Pero sin duda el mayor enfrentamiento entre Garicano y el aparato de Cs fue en las primarias de Castilla y León. Albert Rivera y José Manuel Villegas apostaron por la expopular Silvia Clemente, que dejó la Presidencia de las Cortes regionales para unirse a los liberales, pero él entendió el fichaje como un error de bulto. Apoyó la candidatura de Francisco Igea, diputado nacional y líder del área de Sanidad del partido, que dio un paso adelante y se convirtió en el primer integrante con responsabilidad en el partido que se atrevió a postularse contra un candidato oficialista.

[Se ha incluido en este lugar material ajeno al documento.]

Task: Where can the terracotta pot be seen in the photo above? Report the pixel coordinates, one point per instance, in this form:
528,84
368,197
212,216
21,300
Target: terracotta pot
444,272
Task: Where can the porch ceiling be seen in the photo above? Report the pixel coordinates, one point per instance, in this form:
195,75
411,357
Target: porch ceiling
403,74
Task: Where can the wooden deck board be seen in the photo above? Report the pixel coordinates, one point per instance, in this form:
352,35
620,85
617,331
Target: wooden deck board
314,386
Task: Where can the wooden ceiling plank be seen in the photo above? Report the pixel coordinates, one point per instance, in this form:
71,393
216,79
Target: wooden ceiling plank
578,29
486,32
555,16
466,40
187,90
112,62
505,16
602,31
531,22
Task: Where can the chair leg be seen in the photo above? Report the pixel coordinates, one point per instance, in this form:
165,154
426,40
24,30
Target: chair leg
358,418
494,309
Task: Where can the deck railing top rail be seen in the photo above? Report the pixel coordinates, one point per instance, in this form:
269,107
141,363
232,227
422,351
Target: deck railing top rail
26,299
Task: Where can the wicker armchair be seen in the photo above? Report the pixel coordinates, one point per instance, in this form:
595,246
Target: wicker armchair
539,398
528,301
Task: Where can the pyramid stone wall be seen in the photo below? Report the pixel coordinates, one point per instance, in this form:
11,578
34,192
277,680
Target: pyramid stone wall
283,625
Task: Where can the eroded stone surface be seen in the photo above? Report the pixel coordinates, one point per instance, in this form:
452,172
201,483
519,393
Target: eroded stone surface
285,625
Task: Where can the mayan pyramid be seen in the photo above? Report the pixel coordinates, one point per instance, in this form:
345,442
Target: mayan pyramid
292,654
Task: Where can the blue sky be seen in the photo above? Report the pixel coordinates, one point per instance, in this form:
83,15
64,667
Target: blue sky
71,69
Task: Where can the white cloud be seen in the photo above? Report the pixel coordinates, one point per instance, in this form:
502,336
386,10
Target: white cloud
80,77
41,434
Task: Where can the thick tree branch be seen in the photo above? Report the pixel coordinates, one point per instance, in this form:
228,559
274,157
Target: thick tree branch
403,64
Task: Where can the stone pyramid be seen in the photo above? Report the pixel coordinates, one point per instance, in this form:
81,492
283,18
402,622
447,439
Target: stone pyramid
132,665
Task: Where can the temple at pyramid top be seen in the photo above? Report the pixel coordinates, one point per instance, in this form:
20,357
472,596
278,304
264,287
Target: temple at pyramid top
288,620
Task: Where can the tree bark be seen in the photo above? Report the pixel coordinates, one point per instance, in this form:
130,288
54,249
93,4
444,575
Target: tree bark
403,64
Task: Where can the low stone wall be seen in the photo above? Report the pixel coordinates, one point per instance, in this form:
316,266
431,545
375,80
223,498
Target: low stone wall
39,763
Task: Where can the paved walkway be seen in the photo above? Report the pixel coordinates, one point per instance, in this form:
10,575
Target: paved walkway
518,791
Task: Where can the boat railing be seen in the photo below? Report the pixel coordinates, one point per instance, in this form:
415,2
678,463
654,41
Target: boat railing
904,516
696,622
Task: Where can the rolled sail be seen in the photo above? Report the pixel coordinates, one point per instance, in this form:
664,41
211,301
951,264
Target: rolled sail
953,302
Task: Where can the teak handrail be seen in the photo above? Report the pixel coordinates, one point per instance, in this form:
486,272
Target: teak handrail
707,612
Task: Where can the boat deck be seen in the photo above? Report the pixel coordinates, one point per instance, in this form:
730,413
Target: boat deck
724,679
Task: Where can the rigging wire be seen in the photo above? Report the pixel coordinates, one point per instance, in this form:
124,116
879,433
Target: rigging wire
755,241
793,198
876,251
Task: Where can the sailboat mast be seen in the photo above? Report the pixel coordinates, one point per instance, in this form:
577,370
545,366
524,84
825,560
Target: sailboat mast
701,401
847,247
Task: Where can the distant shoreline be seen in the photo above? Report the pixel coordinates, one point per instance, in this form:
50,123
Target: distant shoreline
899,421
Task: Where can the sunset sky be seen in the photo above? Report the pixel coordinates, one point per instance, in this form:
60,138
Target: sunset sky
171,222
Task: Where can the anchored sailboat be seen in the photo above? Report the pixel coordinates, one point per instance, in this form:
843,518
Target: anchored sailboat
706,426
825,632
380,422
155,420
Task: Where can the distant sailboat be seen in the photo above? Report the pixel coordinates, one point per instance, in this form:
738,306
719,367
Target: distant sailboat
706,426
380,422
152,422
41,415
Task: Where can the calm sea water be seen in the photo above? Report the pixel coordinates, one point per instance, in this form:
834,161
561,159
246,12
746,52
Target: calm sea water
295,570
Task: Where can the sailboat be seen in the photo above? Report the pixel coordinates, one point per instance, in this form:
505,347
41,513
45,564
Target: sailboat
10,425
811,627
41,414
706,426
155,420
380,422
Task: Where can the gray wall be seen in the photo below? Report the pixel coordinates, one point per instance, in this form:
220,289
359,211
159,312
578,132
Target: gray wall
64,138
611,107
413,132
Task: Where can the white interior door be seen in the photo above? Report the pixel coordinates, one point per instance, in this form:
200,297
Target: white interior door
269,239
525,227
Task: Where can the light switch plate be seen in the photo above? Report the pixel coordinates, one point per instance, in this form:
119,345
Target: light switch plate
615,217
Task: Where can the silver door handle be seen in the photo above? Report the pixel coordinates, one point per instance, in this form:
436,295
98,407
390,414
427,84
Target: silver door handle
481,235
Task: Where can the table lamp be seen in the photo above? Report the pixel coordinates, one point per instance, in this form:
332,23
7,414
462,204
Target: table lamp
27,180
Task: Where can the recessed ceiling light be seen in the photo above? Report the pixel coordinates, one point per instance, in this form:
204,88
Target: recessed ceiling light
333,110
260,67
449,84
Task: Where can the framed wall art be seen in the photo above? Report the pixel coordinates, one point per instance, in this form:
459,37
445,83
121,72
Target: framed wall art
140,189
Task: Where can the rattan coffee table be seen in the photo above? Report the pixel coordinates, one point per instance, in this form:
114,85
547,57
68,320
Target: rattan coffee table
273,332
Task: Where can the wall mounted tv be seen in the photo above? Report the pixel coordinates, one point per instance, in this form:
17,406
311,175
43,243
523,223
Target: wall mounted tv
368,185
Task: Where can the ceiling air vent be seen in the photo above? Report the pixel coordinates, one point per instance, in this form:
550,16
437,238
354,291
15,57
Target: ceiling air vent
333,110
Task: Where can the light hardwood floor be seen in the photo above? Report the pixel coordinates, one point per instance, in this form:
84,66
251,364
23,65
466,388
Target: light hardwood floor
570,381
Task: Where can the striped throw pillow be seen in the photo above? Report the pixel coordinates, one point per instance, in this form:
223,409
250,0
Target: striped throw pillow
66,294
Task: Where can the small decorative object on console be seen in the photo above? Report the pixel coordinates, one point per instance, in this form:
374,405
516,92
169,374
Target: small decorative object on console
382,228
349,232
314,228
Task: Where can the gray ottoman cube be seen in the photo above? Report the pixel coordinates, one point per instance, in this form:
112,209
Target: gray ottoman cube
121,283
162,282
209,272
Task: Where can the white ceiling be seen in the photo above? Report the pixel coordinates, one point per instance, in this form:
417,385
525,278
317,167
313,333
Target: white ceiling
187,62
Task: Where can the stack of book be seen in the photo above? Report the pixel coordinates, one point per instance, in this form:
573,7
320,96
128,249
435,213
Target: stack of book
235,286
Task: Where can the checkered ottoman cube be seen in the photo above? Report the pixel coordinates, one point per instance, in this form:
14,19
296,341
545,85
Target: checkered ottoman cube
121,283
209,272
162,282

El tiempo dio la razón a Garicano y a Igea, aunque antes tuvieron que sobreponerse a un pucherazo que actualmente investiga la Fiscalía de Valladolid, y el pucelano terminó imponiéndose en las primarias. Ahora, Igea tiene la llave del ejecutivo autonómico y con sus votos puede mantener en el gobierno al PP tras 32 años encabezándolo, o dárselo a Luis Tudanca, un destacado sanchista.

El de Barcelona no es sino uno más de los rompecabezas que debe resolver Cs después del 26-M. Ha habido incluso amenazas cruzadas entre Valls y Cs con «romper» la plataforma bajo la que se presentaron —Barcelona pel Canvi-Cs—, y que terminen votando por distintas investiduras los tres independientes que obtuvieron asiento en el Ayuntamiento y los tres concejales de Cs que lograron lo propio. El panorama se complica al tratarse de un escenario municipal, ya que si no se alcanza acuerdo para construir una mayoría alternativa, automáticamente gobierna la lista más votada. Mientras Colau coquetea con el independentismo buscando otras opciones, corre el riesgo de que gobierne ERC por «decreto».